Две относительно недавние работы по истории окружающей среды, напротив, представляют собой прекрасные примеры интерпретации многовекового сосуществования волков и людей в двух очень разных культурах: колониальной Америке и феодальной Японии. Историк Джон Коулмен в книге «Жестокость: волки и люди в Америке» очерчивает историю преследования волков человеком в колониальной Америке, на последних страницах затрагивая недавние попытки восстановить волчью популяцию. Исследователь обращается к истории, фольклору, религиозным убеждениям колонистов, а также задействует сведения по биологии дикой природы, объясняя поразительную жестокость колонистов по отношению к волкам, которые не только угрожали их домашнему скоту, но и препятствовали стремлению обжиться в диких краях Нового Света.
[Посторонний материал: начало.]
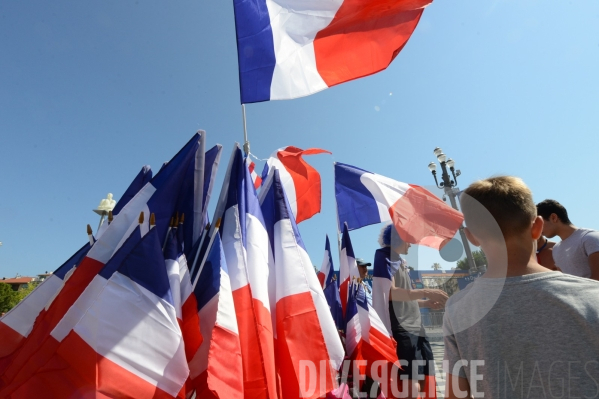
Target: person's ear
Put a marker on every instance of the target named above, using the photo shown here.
(537, 227)
(471, 237)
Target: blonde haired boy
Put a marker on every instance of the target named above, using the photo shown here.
(520, 330)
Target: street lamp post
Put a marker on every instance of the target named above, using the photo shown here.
(449, 186)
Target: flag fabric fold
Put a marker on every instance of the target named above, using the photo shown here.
(365, 198)
(348, 267)
(383, 271)
(214, 374)
(245, 245)
(366, 338)
(127, 343)
(300, 180)
(257, 180)
(305, 329)
(330, 286)
(160, 196)
(288, 48)
(16, 325)
(184, 299)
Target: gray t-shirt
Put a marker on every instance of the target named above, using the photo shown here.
(405, 313)
(572, 254)
(538, 339)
Особенно ценно наблюдение Коулмена, что распространенные у колонистов истории о нападениях волков на беззащитных людей искажают действительность, поскольку в реальности сами люди истребляли волков [Coleman 2004]. Читатель быстро понимает, что «жестокость», вынесенная в заглавие, в большей степени характеризует многолетнюю позицию и действия людей по отношению к волкам, нежели самих волков.
Историк Бретт Уокер в книге «Погибшие волки Японии» исследует историю почитания и последующего уничтожения волков уже в иных культурных условиях. Уделяя особое внимание месту волков в народной культуре и синтоистской религии, Уокер прослеживает движение от традиционных айнских верований, согласно которым волки заслуживали почитания, к возрастанию страха перед бешеными волками в XVIII веке и истреблению волков в XIX веке при помощи охоты и отравы, в результате чего к 1905 году в Японии волков не осталось. Опираясь на междисциплинарный и компаративный методы, исследователь описывает, каким образом современность, в том числе научный прогресс и развитие экономической мысли в XIX веке, привела к фундаментальным сдвигам в восприятии волков японской культурой [Walker 2005] 14 .
14
Обе эти работы (как, впрочем, и моя) многим обязаны книге Барри Хольстена Лопеса «О волках и людях» [Lopez 1978] – уже ставшему классическим исследованию взаимоотношений между человеком и волком на протяжении всей истории, в различных цивилизациях. Лопес изображает волков сочувственно и особо останавливается на том, как коренное население арктических районов Аляски столетиями сосуществовало с волками; тем самым намечается перспектива, которая разительно отличается от традиционного негативного восприятия волков и закладывает основу для переоценки отношения к волкам, сохраняющегося до настоящего времени. Подробный и содержательный обзор, каким образом человеческие общества выстраивали отношения с крупными хищниками, см. в [Quammen 2003].